【The Ranking~気になるモノを徹底調査】新日本プロレスや全日本やSWSなど数々の団体を渡り歩いた谷津嘉章(69)が印象深い自身の試合を明かした。
最初に挙げた試合は1981年6月24日、新日本の東京・蔵前国技館大会で行われた国内デビュー戦だ。76年モントリオール五輪レスリングフリースタイル90キロ級で8位入賞を果たした谷津は大物ルーキーとして80年に新日本プロレスに入団。そのデビュー戦でアントニオ猪木さんと組み、スタン・ハンセン&アブドーラ・ザ・ブッチャーと対戦した。試合中に額から大流血した谷津はハンセンのウエスタンラリアートに沈み、ピンフォールを奪われた。谷津は「俺の今までのプロレスを通して、良くも悪くも一番インパクトがあった試合だね」と苦笑いを浮かべた。

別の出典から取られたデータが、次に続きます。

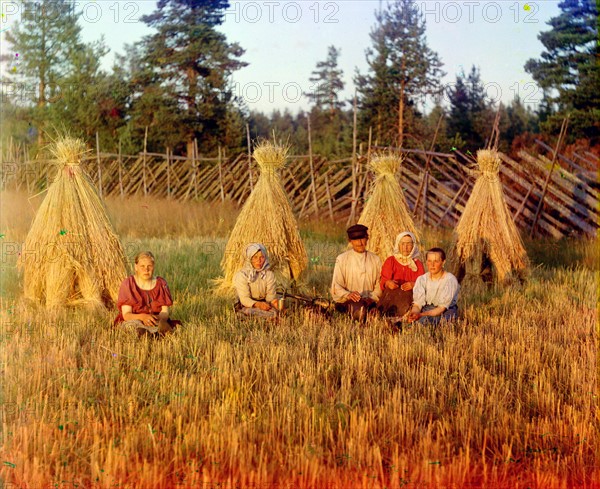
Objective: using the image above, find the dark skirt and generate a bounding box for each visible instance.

次に選出したのは84年4月19日の蔵前大会で維新軍だった谷津が正規軍の高田伸彦(当時)に勝利した一戦だ。5対5の勝ち抜き戦で中堅の谷津が次鋒だった高田を下した。「さすがにいい試合だった。当時の高田はハイスパート(レスリング)と空中殺法とキックを使いたがっていた。あの時は、高田がこれから伸びていくなと思った」という。
3つ目は、全日本プロレス時代の86年2月5日北海道・札幌中島体育センター大会のインターナショナルタッグ選手権。長州力と組んで王者ジャンボ鶴田&天龍源一郎を破り、第37代王者に輝いた一戦で「冬の札幌で外では吹雪が吹いている中、当時の会場が熱気に包まれていた。そのアンバランスさが懐かしい」と振り返った。
最後に、88年6月4日に同会場で行われた全日本のPWF世界タッグ選手権で、谷津が鶴田との「五輪コンビ」で天龍&阿修羅原を撃破し、第7代王者に輝いた試合を挙げた。「この頃はみんな元気だったし、若かったなと思う。迫力があったし、お客さんも納得していた」と感慨深い表情を見せた。